Testimony from Africans and African Americans of the diaspora, from Canada to Argentina, suggests that the most enduring image of the trauma of slavery is the voyage to the Americas. All enslaved Africans shipped to the Americas shared this most terrifying aspect of the slave experience. While the overwhelming majority of American ancestors of all races arrived by ship, only one group arrived chained to the planks. This fact alone makes the origins of the African American unique.

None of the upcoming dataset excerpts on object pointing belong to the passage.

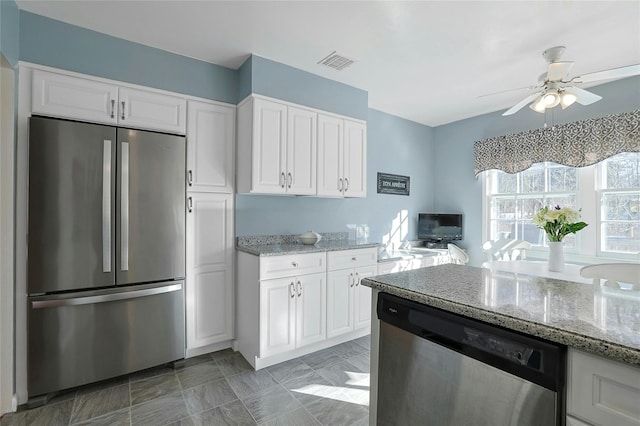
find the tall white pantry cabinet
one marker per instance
(210, 249)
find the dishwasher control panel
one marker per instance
(505, 348)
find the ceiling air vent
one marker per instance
(336, 61)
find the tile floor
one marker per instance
(329, 387)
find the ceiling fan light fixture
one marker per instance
(538, 105)
(551, 98)
(567, 99)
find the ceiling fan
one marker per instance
(555, 88)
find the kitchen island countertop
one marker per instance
(602, 321)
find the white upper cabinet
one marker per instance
(277, 148)
(69, 96)
(342, 157)
(330, 156)
(301, 151)
(289, 149)
(210, 147)
(151, 110)
(72, 97)
(209, 281)
(355, 159)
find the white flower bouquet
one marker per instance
(558, 222)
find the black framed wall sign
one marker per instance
(393, 184)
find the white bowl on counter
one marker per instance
(309, 238)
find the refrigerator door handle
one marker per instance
(89, 300)
(106, 207)
(124, 209)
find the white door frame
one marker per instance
(7, 153)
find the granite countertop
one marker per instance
(602, 321)
(278, 245)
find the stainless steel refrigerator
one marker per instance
(106, 252)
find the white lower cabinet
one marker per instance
(601, 391)
(287, 303)
(209, 275)
(348, 302)
(292, 313)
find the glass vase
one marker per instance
(556, 256)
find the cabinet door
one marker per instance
(209, 281)
(362, 298)
(60, 95)
(151, 110)
(330, 156)
(268, 172)
(210, 142)
(277, 316)
(301, 151)
(340, 302)
(311, 292)
(355, 159)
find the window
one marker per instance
(607, 193)
(619, 179)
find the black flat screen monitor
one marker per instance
(439, 226)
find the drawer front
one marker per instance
(602, 391)
(344, 259)
(292, 265)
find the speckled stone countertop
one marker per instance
(278, 245)
(602, 321)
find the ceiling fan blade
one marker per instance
(608, 74)
(583, 97)
(558, 70)
(510, 90)
(517, 107)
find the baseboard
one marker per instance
(193, 352)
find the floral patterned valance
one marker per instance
(577, 144)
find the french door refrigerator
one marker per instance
(106, 253)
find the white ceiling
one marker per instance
(426, 61)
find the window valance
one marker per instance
(578, 144)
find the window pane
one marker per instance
(532, 180)
(503, 208)
(528, 207)
(623, 171)
(525, 230)
(621, 237)
(507, 183)
(501, 229)
(621, 206)
(562, 201)
(563, 179)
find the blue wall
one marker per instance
(57, 44)
(269, 78)
(457, 189)
(395, 146)
(9, 30)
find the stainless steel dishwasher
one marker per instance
(438, 368)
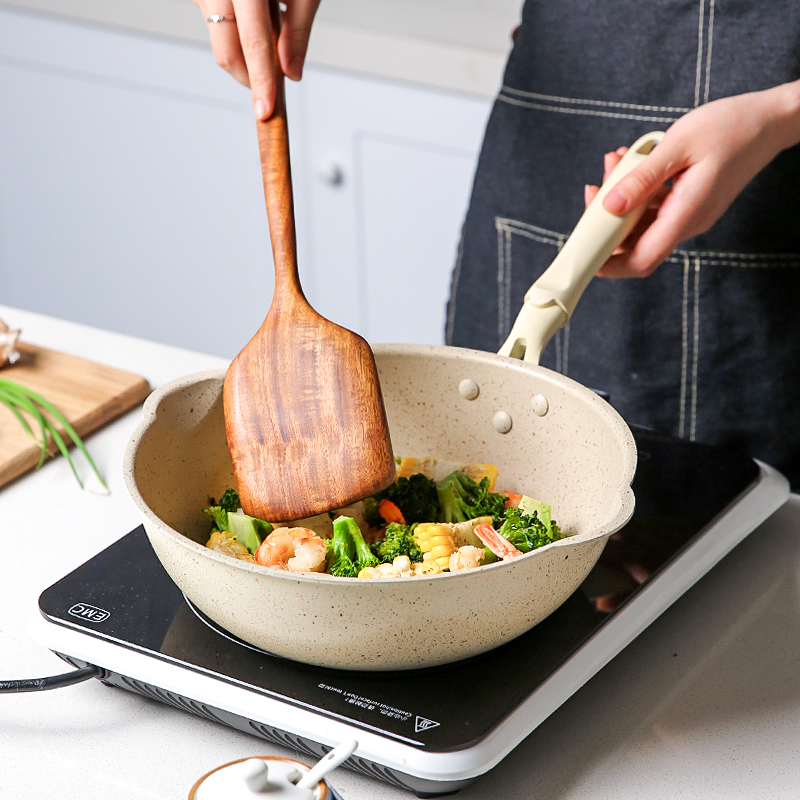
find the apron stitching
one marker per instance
(577, 101)
(740, 264)
(557, 342)
(710, 45)
(716, 254)
(527, 229)
(709, 257)
(699, 68)
(695, 348)
(507, 287)
(451, 311)
(684, 347)
(584, 111)
(500, 271)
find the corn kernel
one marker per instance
(368, 572)
(402, 563)
(441, 550)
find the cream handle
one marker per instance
(549, 303)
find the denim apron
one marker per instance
(708, 347)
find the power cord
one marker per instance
(52, 682)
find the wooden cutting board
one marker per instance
(88, 394)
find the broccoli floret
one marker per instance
(399, 541)
(526, 531)
(416, 497)
(348, 553)
(341, 551)
(462, 499)
(229, 502)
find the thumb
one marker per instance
(645, 180)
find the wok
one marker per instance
(550, 437)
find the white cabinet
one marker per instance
(383, 237)
(131, 199)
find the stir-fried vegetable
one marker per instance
(229, 518)
(399, 541)
(526, 531)
(461, 499)
(416, 497)
(469, 526)
(348, 552)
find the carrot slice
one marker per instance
(390, 512)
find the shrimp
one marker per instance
(466, 557)
(293, 549)
(498, 544)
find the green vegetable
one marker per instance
(19, 399)
(341, 551)
(416, 497)
(527, 505)
(461, 499)
(230, 500)
(399, 541)
(219, 513)
(228, 516)
(248, 530)
(348, 553)
(526, 531)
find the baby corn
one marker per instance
(436, 542)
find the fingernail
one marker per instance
(615, 201)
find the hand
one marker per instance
(245, 47)
(710, 154)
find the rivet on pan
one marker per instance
(502, 422)
(469, 389)
(540, 404)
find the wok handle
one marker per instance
(549, 303)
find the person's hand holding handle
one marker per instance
(241, 35)
(549, 303)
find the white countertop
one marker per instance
(704, 704)
(460, 45)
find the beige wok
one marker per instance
(550, 438)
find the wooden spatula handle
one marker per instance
(273, 142)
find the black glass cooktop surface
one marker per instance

For the enslaved Africans, the voyage of this “middle passage” was like a journey through Dante’s Inferno--a one-way trip to a realm as utterly alien as it was unimaginably horrid. One day, they were living as free villagers in a land they had inhabited for thousands of years; the next, they were in chains and being forced into the hold of a strange vessel, never to return to their families. On board, they experienced what can only be described as hell.

Contemporary accounts by European ship captains and other officials inspire horror and revulsion. “They were literally piled one on top of another and the unsteady motion of the ship, combined with foul air and great heat made the place simply horrible,” writes one captain. “The floor of the hold was so covered with blood and mucus which proceeded from them in consequence of the flux, that it resembled a slaughter house. . . . Sometimes a dead and living Negro (were) fastened by their irons together . . . (T)he living Negro was disengaged and the dead one thrown overboard . . . It is not in the power of the human imagination to picture a situation more dreadful or disgusting.” Nothing better symbolizes American slavery than the lower decks of the slave ship.

The time has come for the leaders of this nation to erect an American Slavery Memorial on the Mall in our nation’s capital. It should be a memorial of commanding proportions, presence and dignity that will remind all Americans--especially African Americans--of our nation’s commitment to racial justice, fairness and equality. Fair-minded citizens throughout the land would support the erection of such a memorial as an enduring symbol of national appreciation for the contributions of the millions of African American slaves and their progeny to the United States. Throughout the Americas, descendants of slaves could point to this tangible symbol with the satisfaction of knowing that a great nation has finally and eloquently acknowledged a great and terrible sacrifice.